O presidente da SPP, Mikhail Katsevman, disse à Rossiyskaya Gazeta que os volumes se recuperaram em 2024-2025 porque as exportações caíram e os produtores passaram a dar mais atenção ao mercado interno. Além dos cinco tipos básicos, a Rússia também fabrica policarbonatos, poliamidas, poliésteres e diversas resinas; segundo a Arthur Consulting, a produção total de polímeros em 2024 foi de cerca de 11 milhões de toneladas, mais da metade PE e PP.

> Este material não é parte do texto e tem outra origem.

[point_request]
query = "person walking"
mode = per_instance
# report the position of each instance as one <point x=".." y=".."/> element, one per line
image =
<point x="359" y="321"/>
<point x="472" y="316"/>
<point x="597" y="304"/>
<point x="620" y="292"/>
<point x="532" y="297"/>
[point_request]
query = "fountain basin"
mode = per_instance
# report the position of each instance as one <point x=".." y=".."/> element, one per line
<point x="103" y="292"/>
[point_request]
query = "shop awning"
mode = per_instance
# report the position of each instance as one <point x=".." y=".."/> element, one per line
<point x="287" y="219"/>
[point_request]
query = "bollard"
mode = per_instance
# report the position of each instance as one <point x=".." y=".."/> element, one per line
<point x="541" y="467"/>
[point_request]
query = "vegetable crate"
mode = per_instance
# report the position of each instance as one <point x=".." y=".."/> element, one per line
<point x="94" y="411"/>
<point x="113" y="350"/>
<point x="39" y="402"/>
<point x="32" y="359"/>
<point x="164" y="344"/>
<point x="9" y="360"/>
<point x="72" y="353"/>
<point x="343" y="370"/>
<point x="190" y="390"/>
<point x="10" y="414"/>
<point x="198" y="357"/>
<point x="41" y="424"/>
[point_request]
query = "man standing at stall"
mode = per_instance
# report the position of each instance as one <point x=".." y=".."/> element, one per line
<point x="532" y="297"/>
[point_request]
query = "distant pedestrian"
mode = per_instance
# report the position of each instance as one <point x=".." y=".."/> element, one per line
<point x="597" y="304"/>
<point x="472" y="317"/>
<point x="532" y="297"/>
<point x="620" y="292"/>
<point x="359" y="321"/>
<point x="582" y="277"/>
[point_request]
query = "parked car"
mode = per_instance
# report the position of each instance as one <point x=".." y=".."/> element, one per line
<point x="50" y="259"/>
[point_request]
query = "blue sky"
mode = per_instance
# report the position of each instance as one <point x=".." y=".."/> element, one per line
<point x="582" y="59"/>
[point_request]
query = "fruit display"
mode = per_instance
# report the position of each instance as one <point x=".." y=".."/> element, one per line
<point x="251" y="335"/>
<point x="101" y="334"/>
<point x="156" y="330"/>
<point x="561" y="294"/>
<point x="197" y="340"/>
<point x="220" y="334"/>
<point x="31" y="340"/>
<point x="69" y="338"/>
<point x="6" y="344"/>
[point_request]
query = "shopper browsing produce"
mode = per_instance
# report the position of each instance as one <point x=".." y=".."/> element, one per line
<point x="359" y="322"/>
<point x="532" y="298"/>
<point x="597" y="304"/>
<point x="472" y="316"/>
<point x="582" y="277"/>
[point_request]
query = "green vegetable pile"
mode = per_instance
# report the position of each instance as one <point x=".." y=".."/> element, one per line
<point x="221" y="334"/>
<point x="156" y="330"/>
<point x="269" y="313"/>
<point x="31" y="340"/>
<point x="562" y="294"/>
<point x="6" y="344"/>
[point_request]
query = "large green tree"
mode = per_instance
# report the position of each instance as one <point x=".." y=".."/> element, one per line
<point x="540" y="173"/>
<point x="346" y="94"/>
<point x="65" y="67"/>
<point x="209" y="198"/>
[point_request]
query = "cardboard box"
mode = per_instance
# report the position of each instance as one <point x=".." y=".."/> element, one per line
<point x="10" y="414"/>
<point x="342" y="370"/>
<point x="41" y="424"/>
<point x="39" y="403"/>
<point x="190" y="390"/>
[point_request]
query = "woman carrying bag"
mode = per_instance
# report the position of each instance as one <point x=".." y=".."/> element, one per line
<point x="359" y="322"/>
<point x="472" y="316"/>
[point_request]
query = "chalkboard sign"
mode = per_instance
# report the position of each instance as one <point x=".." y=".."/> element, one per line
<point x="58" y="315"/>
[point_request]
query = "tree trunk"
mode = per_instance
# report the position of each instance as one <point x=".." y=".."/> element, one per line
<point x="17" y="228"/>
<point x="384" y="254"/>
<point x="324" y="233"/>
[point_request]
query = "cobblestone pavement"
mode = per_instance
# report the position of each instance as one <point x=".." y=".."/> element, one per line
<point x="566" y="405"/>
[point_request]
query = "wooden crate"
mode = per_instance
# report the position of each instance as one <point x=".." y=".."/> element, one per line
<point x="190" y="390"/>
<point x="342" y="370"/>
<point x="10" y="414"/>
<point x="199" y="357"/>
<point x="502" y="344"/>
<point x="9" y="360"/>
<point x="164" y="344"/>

Três megaprojetos remodelam a capacidade

As novas capacidades concentram-se em três fábricas:

  • A fábrica de polímeros de Irkutsk, em Ust-Kut, já começou a produzir, com a maior parte do comissionamento concluída em abril de 2025. Produzirá 650 mil toneladas por ano de polietileno linear de baixa densidade e polietileno de alta densidade.
  • O Complexo Gasoquímico de Amur foi projetado para 2,7 milhões de toneladas por ano — 2,3 milhões de toneladas de polietileno e 400 mil toneladas de polipropileno — a partir de etano e gases liquefeitos de petróleo da Planta de Processamento de Gás de Amur, que abastece a China por meio do gasoduto «Força da Sibéria».
  • O Complexo Químico do Báltico, perto do porto de Ust-Luga, produzirá até 3 milhões de toneladas de polietileno por ano, com partida faseada em 2026 e 2027.

O governador da região de Amur, Vasily Orlov, afirmou em janeiro de 2026 que a Planta de Processamento de Gás de Amur estava 95% concluída e o Complexo Gasoquímico de Amur 92%, com entrada em operação prevista para 2027. Katsevman estima que todos os novos projetos juntos somarão pelo menos 5-6 milhões de toneladas de poliolefinas, PS, PET e outros produtos poliméricos até 2030.

Importações, demanda e a questão das exportações

As novas fábricas miram segmentos em que a dependência de importações continua alta, disse Sergey Bershitsky, presidente da Associação de Integração Polimérica. Embora a Rússia seja em geral autossuficiente nos tipos básicos de PE e PP, produtos especializados — PEAD bimodal para tubos, copolímeros de PP de alto impacto para a indústria automotiva e PP transparente para embalagens de parede fina — ainda eram amplamente importados. Segundo as previsões citadas por Bershitsky, a participação de polímeros básicos e de tonelagem média importados cairá dos atuais 18% para menos de 10% até 2030.

A demanda, porém, está fraca. O consumo interno de polímeros foi estimado em 6,69 milhões de toneladas em 2025, queda de 6,7% ante 2024; apenas o PET cresceu (7,1%), enquanto o PVC caiu 10% e o poliestireno também recuou, informou a Rossiyskaya Gazeta. Katsevman espera que o consumo some pelo menos 2 milhões de toneladas até 2030, e a Arthur Consulting projeta crescimento orgânico de até 0,4 milhão de toneladas por ano. O diretor-geral da SPP, Piotr Bazunov, observou que o setor petroquímico de polímeros da Rússia é mais voltado à exportação e concorre com produtores do mundo todo.